"A man wants food."
Translation:Teastaíonn bia ó fhear.
If the following noun is without an article, then these prepositions will lenite the noun: a, de, do, faoi, mar, ó, roimh, trí, and um. There are particular rules for the prepositions ar, gan, idir, and thar; sometimes they’ll lenite the following noun, and sometimes they won’t.
OK. I will cross that bridge when I come to it. Right now, genitive is looming.
Jesus i am fluent in irish and im fairly sure its tà an fear ag iarradh bia. Teastaìonn bia ò fear means food is needed off a man
The construction is "Teastaíonn [something] ó [someone]", or "Tá [something] ó [someone]".
What you wrote would translate something like "He wants a man, food."
Teastaionn fear bia seems to me to be a better translation . 'O fhear' translates of man
Teastaionn fear bia doesn't mean anything in Irish, but if it did, it would be closer to "food-man is wanted" than "a man wants food".
The subject of the English verb "want" is the thing/person that is doing the wanting ("a man").

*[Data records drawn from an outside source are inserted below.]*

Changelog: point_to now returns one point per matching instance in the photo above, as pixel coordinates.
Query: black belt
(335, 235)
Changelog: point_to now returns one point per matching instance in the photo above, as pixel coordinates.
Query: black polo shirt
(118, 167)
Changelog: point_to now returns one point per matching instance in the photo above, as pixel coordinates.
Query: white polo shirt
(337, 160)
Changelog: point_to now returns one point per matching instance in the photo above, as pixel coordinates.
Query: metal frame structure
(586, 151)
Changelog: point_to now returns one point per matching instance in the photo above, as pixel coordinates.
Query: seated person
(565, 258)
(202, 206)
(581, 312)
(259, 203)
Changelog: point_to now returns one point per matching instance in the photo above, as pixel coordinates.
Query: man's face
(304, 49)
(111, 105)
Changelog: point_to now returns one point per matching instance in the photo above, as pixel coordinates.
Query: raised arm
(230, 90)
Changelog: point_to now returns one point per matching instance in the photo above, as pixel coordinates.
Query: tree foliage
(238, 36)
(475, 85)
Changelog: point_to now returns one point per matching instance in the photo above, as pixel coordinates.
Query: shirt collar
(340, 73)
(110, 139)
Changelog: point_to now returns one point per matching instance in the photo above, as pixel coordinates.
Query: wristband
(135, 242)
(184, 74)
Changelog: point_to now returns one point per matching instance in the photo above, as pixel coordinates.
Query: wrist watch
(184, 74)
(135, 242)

The subject of the Irish verb teastaigh is the thing that is wanted ("food", in this case).
ó fhear generally means "from a man", but in this case it means "by a man". About the only time that ó would mean "of" is in a phrase like "out of" (ní raibh sé ó bhaol go fóill - "he wasn't out of danger yet"), though there are bound to be examples where "of" and "from" overlap enough in English, that ó could be interpreted as "of".